Prepare the dataset for upload
Once you choose a natural language source, include all the information you’ll need in your analysis so you can get the best results from Daylight. Invest time now, since Daylight learns directly from the data you upload and data can’t be modified once it’s uploaded.
Daylight’s Create a project feature only accepts comma-separated value (CSV) format with appropriately formatted columns. At a minimum, every uploaded data file must be a CSV file and have a column titled text.
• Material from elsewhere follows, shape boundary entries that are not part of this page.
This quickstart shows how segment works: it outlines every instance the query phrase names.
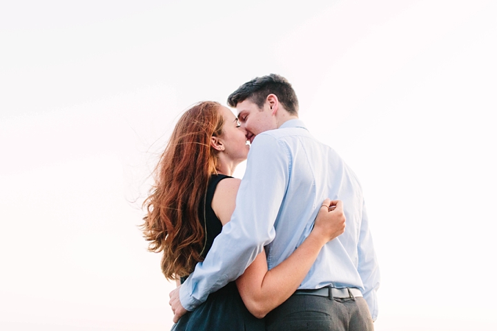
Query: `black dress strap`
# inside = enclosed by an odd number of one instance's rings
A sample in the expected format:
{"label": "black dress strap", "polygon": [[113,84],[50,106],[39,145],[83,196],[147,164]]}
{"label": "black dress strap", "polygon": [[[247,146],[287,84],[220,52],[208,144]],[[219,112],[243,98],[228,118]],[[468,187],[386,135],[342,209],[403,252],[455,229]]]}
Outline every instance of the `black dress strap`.
{"label": "black dress strap", "polygon": [[[221,233],[222,230],[222,223],[221,220],[216,216],[214,210],[212,209],[212,201],[214,198],[214,192],[217,187],[220,181],[225,178],[233,178],[226,174],[213,174],[209,178],[207,184],[207,192],[206,194],[205,204],[204,201],[199,203],[199,220],[205,231],[206,237],[204,241],[204,250],[202,256],[204,259],[207,256],[207,253],[214,243],[214,239],[217,234]],[[180,278],[180,282],[182,284],[186,280],[188,276]]]}

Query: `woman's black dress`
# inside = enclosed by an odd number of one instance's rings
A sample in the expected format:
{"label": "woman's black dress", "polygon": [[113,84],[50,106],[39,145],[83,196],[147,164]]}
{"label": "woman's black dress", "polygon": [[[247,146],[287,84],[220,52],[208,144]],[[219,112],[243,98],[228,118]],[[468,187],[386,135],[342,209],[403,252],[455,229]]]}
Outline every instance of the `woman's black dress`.
{"label": "woman's black dress", "polygon": [[[222,229],[221,221],[214,213],[211,203],[216,186],[225,178],[231,177],[224,174],[212,175],[207,187],[205,201],[207,237],[204,256],[211,249],[214,238],[221,233]],[[199,208],[199,219],[203,220],[203,206]],[[217,292],[209,294],[207,300],[197,307],[194,311],[188,312],[182,316],[178,323],[173,326],[171,331],[261,331],[264,330],[264,320],[255,318],[247,310],[238,293],[236,284],[232,281]]]}

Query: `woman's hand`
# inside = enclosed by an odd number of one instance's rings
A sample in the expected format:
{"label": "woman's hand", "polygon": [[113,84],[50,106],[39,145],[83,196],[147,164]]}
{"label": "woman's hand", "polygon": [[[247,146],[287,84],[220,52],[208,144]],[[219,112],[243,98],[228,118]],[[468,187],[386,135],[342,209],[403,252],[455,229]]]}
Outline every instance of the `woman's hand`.
{"label": "woman's hand", "polygon": [[324,245],[345,231],[345,220],[343,203],[340,200],[326,199],[320,208],[310,235],[315,236]]}

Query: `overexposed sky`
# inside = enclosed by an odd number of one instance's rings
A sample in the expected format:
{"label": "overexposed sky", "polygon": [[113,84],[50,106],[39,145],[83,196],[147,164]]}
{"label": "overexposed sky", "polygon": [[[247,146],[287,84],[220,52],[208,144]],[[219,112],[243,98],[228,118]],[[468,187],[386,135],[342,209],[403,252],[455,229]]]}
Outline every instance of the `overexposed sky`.
{"label": "overexposed sky", "polygon": [[[0,329],[163,330],[137,228],[177,116],[286,77],[363,185],[377,331],[494,330],[497,3],[0,5]],[[243,176],[243,165],[237,172]]]}

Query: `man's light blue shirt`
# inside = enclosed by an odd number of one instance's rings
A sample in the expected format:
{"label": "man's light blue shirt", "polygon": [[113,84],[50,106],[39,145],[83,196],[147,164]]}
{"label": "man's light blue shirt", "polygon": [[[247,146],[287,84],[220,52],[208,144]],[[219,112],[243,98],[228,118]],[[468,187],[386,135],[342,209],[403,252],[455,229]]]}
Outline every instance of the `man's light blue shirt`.
{"label": "man's light blue shirt", "polygon": [[362,190],[338,154],[299,119],[253,140],[231,220],[182,285],[182,305],[193,310],[242,274],[264,246],[269,269],[282,262],[309,234],[327,197],[343,201],[345,232],[323,247],[299,288],[358,288],[376,319],[380,272]]}

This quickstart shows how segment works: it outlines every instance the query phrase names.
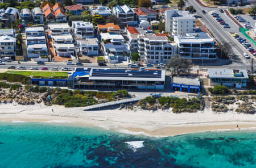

A verbatim is the conversational text component of the sample you have collected.
A document is a row of your source data, including the conversational text and any associated metadata.
Metadata is structured data that creates context for text responses. Metadata may include demographics, dates, scores, or product details.
A CSV file, or comma-separated value file, is a plain-text file format that is used to organize data. CSV files exclude styling information that is included in an Excel XLS or XLSX file format. You can create a CSV file from most spreadsheet editors.
Supported languages and multilingual datasets
Daylight includes 15 natural language processing pipelines that analyze unstructured text in one language at a time. For best results with a multilingual dataset, split your data into one language per CSV file. Then, select the appropriate language when uploading each file.
To add metadata, designate specific headers as you create your CSV file. These headers tell Daylight how to treat the contents of a column. Columns without a Daylight-compatible header will be ignored.